The Secret to Work-Life Balance: Know, Work & Live Your Life Purpose
By Larry Boyer, Career Coach & Personal Branding Strategist
Could your work-life balance use some improving? With more ways than ever for work time to enter our personal time and personal time to enter work time professionals of all sorts are feeling more pressure and stress than ever. That stress is a sign that something in our life isn't right - out of tune or out of alignment.
If you're like me, you'll be skeptical of the answer. It wasn't until I took it on faith and started to work at that I understood and started seeing the results:
The source of your stress, that feeling of misalignment, results from your work or life or both being out of alignment with your life purpose.
It took me 3 months of coaching (see Discovering and Living On Purpose) to finally to start to understand my purpose enough to understand why I was no long enjoying my job and to know what to look for in my next job. One I understood my purpose my confidence shot up and I knew what to look for in a new position. Now, I love my work again. I feel more at ease and I'm feel more balanced than ever even though I'm working more.
Your life purpose is related to all that you enjoy, your motivated skills, your personal values, your personal brand. You know your job or your project is in alignment with your purpose when you lose track of time. When your work is actually fun rather than something you dread and force your way through. Your know your work is in alignment with your purpose when it fits in with and supports your personal life as well (as long as your personal life is in alignment with your purpose as well).

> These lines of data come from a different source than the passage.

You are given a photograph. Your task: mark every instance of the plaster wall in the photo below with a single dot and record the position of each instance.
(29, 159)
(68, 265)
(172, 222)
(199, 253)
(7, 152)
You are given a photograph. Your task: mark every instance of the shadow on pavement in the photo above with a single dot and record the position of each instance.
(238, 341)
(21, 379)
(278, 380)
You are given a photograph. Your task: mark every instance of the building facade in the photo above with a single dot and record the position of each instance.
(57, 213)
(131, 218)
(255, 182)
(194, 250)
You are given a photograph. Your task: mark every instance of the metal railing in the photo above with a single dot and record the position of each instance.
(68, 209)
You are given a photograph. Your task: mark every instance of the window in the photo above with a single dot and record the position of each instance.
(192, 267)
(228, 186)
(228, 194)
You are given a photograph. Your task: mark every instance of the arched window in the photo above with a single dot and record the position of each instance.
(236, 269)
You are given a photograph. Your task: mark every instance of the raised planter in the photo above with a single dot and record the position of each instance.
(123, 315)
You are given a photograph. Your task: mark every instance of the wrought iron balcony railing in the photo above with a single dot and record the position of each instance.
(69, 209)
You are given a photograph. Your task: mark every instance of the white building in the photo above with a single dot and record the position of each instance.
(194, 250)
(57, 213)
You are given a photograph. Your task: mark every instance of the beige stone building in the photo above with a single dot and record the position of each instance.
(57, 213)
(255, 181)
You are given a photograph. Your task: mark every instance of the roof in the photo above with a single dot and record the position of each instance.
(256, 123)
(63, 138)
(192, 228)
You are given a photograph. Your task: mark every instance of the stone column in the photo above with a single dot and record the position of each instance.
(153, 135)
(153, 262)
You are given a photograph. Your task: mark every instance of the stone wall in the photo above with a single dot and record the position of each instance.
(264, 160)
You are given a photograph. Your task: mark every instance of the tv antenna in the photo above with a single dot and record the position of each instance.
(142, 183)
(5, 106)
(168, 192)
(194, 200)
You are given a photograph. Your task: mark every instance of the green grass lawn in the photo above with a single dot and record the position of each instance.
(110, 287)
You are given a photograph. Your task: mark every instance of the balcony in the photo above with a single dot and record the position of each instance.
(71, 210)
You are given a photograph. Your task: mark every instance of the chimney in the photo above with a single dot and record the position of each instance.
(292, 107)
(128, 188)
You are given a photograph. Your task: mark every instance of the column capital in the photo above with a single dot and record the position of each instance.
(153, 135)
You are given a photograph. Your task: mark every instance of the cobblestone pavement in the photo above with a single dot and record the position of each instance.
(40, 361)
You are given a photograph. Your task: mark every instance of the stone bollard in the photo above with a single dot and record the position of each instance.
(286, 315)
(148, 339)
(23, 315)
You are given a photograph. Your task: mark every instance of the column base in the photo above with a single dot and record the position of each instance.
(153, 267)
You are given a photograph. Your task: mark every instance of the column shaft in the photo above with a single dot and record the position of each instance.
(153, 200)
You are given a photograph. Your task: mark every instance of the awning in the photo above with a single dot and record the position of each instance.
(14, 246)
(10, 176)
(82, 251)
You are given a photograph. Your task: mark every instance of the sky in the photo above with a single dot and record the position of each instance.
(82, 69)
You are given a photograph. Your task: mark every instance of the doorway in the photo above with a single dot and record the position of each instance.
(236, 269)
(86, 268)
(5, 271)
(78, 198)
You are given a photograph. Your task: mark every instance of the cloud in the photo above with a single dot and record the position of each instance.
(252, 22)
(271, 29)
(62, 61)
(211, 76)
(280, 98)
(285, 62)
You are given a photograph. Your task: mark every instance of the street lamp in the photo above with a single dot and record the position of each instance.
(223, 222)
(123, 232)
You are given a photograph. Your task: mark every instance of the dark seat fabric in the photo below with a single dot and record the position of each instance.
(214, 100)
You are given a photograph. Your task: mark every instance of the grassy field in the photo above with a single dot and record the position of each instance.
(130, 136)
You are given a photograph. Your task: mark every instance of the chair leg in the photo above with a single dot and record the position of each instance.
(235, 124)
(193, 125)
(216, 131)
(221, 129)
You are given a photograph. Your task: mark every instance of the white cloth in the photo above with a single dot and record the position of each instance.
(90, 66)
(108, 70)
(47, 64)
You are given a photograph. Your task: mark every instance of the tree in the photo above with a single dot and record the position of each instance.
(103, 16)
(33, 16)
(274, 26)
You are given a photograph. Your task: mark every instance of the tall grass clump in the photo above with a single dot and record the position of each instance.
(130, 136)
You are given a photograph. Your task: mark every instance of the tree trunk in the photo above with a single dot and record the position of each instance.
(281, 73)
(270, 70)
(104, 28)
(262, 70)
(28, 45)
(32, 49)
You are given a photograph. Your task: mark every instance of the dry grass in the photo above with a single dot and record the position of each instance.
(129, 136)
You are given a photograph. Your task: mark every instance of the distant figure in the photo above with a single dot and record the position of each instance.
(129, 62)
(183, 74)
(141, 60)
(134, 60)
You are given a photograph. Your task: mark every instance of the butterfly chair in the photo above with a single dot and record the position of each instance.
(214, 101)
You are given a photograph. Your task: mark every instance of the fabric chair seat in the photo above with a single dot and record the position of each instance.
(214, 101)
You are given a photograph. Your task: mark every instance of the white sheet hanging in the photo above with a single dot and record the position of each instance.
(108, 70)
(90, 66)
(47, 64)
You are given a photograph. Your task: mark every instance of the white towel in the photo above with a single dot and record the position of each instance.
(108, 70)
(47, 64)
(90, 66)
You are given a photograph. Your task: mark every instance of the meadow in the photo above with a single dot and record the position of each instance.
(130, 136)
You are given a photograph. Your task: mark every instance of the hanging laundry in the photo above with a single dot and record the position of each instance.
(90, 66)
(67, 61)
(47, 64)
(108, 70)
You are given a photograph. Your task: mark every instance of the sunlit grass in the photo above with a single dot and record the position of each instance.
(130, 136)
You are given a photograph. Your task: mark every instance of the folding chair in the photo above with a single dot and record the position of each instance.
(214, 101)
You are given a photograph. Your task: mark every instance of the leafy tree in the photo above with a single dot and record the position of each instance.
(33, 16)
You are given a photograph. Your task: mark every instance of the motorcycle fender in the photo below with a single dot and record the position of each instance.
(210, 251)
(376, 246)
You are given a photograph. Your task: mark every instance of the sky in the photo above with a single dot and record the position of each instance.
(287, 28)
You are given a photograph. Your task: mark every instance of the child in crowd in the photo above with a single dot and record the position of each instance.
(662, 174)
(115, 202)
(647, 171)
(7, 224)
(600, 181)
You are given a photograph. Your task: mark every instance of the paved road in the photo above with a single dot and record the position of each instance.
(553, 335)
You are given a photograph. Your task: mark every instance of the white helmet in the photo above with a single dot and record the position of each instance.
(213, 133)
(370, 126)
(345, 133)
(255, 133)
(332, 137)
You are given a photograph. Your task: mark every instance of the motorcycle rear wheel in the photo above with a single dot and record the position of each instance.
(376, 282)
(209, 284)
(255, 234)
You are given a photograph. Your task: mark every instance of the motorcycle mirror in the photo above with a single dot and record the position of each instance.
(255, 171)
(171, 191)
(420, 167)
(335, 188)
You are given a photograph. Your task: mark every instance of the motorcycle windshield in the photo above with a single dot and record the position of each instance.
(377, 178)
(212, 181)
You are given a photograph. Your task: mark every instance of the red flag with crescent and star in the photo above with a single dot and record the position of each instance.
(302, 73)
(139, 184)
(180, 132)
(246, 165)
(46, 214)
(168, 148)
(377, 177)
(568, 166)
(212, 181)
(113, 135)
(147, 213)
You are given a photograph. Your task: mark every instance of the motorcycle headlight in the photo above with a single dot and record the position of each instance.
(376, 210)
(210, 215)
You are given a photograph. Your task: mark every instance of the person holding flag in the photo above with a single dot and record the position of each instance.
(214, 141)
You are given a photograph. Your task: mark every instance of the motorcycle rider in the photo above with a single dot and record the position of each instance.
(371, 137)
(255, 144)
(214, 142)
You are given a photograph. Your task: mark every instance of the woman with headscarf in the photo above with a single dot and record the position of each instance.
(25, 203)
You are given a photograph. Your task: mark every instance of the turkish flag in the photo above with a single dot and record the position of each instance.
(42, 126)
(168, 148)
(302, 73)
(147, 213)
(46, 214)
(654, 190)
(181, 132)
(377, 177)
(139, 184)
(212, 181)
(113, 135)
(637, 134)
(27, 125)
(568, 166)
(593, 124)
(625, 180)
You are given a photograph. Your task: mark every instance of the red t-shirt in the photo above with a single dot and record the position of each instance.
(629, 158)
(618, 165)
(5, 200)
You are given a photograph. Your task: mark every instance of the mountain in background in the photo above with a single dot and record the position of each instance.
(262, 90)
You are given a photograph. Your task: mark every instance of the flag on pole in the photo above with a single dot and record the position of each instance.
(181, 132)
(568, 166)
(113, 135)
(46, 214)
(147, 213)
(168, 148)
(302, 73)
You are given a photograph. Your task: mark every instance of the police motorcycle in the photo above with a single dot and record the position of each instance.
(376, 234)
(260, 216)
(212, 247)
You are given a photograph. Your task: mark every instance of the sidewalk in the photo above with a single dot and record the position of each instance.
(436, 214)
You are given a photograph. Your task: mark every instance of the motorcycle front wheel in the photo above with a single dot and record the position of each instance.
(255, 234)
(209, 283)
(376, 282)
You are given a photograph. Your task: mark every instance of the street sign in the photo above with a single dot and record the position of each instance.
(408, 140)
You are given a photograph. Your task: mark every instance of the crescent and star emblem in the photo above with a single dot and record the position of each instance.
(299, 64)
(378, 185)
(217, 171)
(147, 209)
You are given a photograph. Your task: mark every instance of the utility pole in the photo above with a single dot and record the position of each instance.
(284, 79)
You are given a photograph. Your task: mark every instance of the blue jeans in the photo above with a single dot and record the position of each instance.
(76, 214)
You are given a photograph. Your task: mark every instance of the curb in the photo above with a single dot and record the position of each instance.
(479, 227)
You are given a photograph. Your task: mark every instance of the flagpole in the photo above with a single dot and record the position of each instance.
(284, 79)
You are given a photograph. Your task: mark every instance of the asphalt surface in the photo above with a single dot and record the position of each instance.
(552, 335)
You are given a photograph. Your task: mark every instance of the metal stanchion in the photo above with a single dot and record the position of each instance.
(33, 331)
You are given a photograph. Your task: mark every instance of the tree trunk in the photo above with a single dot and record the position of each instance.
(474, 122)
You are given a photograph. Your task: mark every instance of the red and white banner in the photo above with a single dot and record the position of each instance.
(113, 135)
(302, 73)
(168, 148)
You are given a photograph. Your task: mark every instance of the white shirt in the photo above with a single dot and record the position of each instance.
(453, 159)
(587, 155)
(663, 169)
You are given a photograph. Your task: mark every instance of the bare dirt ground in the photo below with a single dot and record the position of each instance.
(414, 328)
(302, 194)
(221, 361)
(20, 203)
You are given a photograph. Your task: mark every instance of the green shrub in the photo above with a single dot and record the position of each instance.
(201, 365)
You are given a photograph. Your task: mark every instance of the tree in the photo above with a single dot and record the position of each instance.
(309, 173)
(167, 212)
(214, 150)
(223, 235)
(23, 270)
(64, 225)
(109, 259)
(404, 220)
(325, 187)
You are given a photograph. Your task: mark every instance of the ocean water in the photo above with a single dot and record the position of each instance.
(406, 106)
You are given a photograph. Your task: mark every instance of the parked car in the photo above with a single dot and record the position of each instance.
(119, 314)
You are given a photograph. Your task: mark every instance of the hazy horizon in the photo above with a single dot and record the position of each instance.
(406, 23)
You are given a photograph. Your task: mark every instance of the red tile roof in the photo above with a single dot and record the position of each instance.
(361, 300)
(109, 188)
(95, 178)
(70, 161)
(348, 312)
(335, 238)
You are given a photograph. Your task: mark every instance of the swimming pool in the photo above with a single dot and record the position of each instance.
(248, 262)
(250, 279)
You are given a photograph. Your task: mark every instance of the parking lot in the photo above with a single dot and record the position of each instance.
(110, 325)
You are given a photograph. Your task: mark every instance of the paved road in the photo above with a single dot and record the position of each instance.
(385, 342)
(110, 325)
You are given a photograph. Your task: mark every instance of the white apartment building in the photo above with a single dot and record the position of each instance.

Knowing your purpose can also re-ignite the passion you have in your current job. Perhaps your job has changed focus over the years. When you know your purpose you can try to reconnect with those elements of the job. If you can't, you may find yourself ready to look for a job that does have those elements.
At the end of the discovery process for your life purpose you develop your own, succinct Purpose Statement. As an example, my current version (it's always an evolving process) of my life purpose is:
Help others achieve professional success by helping the understand themselves, learn and develop new skills and processes and providing knowledge and understanding to a variety of complex, analytical business processes and decisions. I manifest my purpose through my coaching and consulting work. I also live my purpose when I am teaching others anything from networking and life purpose to helping Boy Scouts and Cub Scouts learn camping skills.
Do you know your purpose? Are you ready to do the work to find it and learn how to live it?